Il successo del cruciverba sembra non essere venuto meno nemmeno con l’avvento della tecnologia digitale. Diverse applicazioni oggi consentono di cimentarsi con questo gioco alfabetico, che ha una storia molto interessante alle spalle, e che per decenni è stato un punto forte delle edizioni domenicali dei vari giornali. Uno strumento di marketing e di vendita, ma anche un modo per tenere allenata la mente. Oggi una delle applicazioni più scaricate è PixWord, un mini cruciverba fotografico non proprio semplice da risolvere, perché bisogna riconoscere l’immagine, che spesso si presenta con uno o più sinonimi rispetto a ciò che rappresenta. Potremmo parlare perciò di bastardizzazione del cruciverba. Esso infatti si presenta tradizionalmente come una griglia composta di caselle quadrate, numerate, in una serie di parole orizzontali e verticali. A una stessa lettera, che si trovi all’incrocio di due parole, possono corrispondere suoni e parole differenti. Le parole in gioco si scrivono nella griglia rispondente a delle definizioni, che vengono fornite secondo la tecnica del quiz, come domande o allusioni convenzionali. Mentre in altri paesi le definizioni sono spesso indovinelli difficili, in Italia è invalso l’uso di mettere solo domande che facciano appello a un patrimonio di conoscenze nozionistico, medio, nel quale manca totalmente il carattere enigmistico della domanda.
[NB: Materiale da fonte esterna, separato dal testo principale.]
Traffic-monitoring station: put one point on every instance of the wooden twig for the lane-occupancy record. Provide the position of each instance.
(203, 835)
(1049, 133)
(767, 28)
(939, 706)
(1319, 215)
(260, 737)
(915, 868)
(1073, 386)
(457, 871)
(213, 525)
Essi sollecitano al contrario una risposta immediata, frutto di ricordi ed esperienze scolastiche, con meccanismi semplici simili al gioco dell’unisci i puntini dedicato ai bambini.
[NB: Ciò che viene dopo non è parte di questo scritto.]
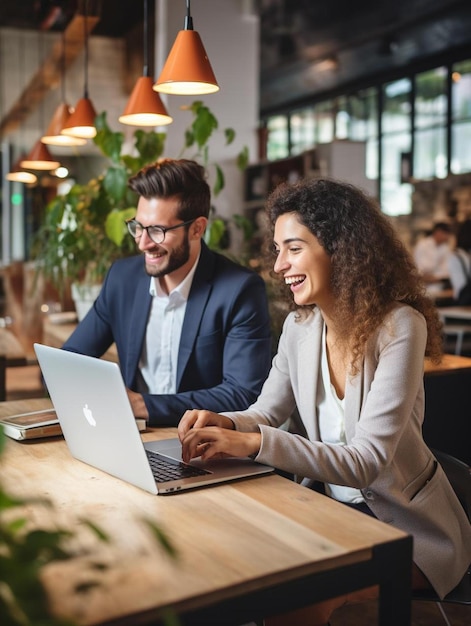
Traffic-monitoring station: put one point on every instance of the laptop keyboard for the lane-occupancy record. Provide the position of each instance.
(163, 468)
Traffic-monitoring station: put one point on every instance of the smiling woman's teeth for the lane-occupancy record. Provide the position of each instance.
(291, 280)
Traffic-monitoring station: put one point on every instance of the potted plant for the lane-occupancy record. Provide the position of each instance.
(83, 231)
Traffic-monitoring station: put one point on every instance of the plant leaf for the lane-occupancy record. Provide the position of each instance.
(219, 182)
(115, 226)
(230, 135)
(115, 183)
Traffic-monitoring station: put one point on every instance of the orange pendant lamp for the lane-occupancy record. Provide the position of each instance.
(144, 107)
(82, 121)
(39, 158)
(187, 70)
(53, 135)
(19, 175)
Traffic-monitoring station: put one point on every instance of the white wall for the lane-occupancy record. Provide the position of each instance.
(229, 32)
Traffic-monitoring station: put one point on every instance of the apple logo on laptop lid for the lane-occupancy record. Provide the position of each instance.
(89, 415)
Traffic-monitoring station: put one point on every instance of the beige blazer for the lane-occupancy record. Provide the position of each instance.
(385, 455)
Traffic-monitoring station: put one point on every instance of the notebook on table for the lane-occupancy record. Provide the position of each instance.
(99, 427)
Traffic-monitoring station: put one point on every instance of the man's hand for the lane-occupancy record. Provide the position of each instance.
(137, 404)
(213, 442)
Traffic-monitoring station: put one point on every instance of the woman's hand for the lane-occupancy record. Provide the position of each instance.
(213, 442)
(199, 419)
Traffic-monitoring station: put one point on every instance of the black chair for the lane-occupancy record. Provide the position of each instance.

Esistono comunque dei cruciverba più complicati e altri più semplici: in alcuni le lettere sono già campate, in altri la combinazione è nettamente più complicata e non prevede nemmeno le definizioni.
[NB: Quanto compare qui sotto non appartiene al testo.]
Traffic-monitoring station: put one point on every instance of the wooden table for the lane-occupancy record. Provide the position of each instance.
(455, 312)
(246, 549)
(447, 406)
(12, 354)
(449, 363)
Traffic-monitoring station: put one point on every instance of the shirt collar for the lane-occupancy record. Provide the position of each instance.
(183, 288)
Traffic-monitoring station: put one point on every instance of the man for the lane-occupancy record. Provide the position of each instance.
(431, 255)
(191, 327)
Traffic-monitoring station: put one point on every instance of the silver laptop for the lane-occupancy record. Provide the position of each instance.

Le parole crociate sono state inventate negli Stati Uniti nel 1912 e furono importate in Italia già nel 1925, per diffondersi largamente a partire dal 1931, anno di fondazione della Settimana Enigmistica. Le parole incrociate derivano direttamente dal quadrato magico, e si fondano sull’esistenza delle caselle nere. Inserendo queste le combinazioni di incrocio diminuiscono sensibilmente, favorendo non solo chi deve risolvere, ma soprattutto chi deve ideare i cruciverba. I principali giornali hanno da sempre pubblicato un proprio cruciverba nel numero domenicale o nell’inserto estivo, caratterizzandosi per il costante rinnovamento delle definizioni che testimoniano il cambiamento lessicale e di costume del nostro paese. Esso fu introdotto anche in televisione, con il celebre cruciverbone nel quale una disinibita Simona Taglia, in minigonna inguinale, scopriva le caselle per gli spettatori a casa. La Settimana Enigmistica è presente anche con un’app che consente di scrivere a mano sulle caselle, aprendosi così al mondo digitale.